Yuly Castro has defended his thesis “A multilight approach for documenting and modeling the appearance of large cultural heritage objects”

Abstract
In recent years, advances in digital photography and Computer Vision have played a major role in the documentation of surface appearance, particularly with the introduction of image-based rendering algorithms. Reflectance transformation Imaging (RTI) is one of these approaches. The RTI is a multi-light imaging technique that involves taking a series of
images of an object surface using a stationary camera, while the location of the incident light varies in each shot. Thanks to the information gathered from this type of acquisition, also defined as Multi-light Image Collections (MLICs), it is possible to model the angular reflectance of a surface. The RTI is frequently employed in the documentation and study of
architectural and cultural heritage objects, owing to its flexibility and convenience of usage, as it does not need the employment of specialized and/or expensive equipment. However, this flexibility can occasionally have a negative impact on the quality of the visual representation achieved with this approach. Taking this into account, the primary goals of this research are to improve the RTI technique from both a methodological and an instrumental viewpoint, with a particular emphasis on the documentation and characterization of large works of art, as well as the study of multi-modal approaches.
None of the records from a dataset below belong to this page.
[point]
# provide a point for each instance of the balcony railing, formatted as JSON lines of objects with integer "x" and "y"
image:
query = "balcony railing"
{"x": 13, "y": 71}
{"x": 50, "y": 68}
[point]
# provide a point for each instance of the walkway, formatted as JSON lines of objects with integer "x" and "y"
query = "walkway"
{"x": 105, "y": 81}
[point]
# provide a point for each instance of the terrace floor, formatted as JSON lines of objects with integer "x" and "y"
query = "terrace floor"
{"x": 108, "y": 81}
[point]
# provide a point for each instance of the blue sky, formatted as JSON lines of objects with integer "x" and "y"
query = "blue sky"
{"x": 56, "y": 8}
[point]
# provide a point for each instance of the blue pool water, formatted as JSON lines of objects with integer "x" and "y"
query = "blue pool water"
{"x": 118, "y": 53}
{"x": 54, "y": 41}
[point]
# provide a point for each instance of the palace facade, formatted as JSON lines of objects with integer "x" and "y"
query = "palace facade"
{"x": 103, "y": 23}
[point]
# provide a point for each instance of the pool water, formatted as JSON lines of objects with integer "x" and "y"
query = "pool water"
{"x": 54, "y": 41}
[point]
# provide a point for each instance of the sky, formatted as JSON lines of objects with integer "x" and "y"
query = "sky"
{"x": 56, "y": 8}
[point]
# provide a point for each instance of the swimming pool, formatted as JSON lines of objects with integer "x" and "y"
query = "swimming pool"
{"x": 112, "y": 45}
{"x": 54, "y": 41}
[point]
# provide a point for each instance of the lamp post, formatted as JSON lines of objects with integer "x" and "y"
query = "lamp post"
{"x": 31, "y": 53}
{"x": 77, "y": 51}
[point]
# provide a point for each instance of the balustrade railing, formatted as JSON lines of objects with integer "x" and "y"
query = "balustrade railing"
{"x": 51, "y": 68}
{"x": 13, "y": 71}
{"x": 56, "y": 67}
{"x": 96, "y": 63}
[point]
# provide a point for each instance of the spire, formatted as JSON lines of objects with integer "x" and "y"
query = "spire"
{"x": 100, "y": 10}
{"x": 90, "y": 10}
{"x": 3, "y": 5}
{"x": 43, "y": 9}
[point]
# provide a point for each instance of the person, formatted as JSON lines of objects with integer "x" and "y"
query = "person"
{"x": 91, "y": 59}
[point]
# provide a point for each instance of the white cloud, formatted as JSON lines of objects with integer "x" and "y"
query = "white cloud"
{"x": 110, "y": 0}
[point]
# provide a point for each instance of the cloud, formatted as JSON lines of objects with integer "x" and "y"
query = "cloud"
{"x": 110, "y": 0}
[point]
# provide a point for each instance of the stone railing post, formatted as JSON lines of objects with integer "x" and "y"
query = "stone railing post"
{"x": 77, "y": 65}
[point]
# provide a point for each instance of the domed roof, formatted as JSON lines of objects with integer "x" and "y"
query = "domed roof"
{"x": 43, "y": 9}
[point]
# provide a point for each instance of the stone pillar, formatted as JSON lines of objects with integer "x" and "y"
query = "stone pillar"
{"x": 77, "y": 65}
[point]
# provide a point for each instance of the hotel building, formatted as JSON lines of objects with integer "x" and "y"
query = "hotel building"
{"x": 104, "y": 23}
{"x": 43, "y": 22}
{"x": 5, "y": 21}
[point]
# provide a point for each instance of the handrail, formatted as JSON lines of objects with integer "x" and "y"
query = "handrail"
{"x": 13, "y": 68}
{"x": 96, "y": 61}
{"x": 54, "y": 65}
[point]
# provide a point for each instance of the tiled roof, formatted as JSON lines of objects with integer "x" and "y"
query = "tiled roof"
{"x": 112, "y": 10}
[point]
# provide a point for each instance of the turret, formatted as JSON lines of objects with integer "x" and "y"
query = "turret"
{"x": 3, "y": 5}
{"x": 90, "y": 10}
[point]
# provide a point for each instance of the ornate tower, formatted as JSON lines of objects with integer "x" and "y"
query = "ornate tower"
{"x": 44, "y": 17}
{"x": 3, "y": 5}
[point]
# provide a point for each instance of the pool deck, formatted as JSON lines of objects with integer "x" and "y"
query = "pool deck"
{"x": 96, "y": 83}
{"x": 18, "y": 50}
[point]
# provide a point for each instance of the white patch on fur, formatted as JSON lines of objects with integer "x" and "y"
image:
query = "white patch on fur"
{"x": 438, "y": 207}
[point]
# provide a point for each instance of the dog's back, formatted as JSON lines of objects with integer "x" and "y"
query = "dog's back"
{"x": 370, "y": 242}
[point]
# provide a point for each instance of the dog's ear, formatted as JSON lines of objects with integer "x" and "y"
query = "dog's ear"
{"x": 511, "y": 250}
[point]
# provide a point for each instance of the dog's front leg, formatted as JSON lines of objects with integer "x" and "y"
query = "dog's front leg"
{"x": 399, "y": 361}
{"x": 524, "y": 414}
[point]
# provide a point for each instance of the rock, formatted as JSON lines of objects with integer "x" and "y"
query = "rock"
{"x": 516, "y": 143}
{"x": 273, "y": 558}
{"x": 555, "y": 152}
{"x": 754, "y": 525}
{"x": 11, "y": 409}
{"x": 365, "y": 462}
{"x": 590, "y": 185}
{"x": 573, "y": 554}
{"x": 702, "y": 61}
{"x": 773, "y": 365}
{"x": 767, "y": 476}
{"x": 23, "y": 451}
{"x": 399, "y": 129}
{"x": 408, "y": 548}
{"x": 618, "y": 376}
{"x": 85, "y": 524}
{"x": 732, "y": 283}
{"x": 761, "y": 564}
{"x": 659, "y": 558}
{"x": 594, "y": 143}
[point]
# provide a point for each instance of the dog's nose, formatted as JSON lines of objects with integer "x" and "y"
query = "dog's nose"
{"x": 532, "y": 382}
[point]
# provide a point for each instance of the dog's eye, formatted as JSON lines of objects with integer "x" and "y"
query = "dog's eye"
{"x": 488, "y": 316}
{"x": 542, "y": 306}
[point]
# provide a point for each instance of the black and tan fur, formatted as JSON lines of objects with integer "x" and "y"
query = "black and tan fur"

Thus, this work presents the study, development and implementation of two methodologies focused on the correction of artifacts related to the light source. In the first one, we investigate how the angular distribution of light source positions affects the RTI’s reconstruction of surface reflectance. The proposed solution relies on estimating the local density of the light source positions distribution in order to assign a weight to each position and thus calibrate non-homogeneous distributions. The second focuses on the non-homogeneous illumination that is commonly present in RTI images, which is linked with the non-collimated lighting sources that are typically employed in the technique’s application. As a solution to this problem, we present an approach that exploits the model of a near punctual light to obtain illumination correction at a pixel level. Finally, in the last two chapters, we delve into two understudied areas within the RTI framework, namely the acquisition of large scales objects as well as the integration of multispectral imaging and the RTI technique. In these two final chapters, we offer methodology adaptation and improvement from both an instrumental and a methodological standpoint.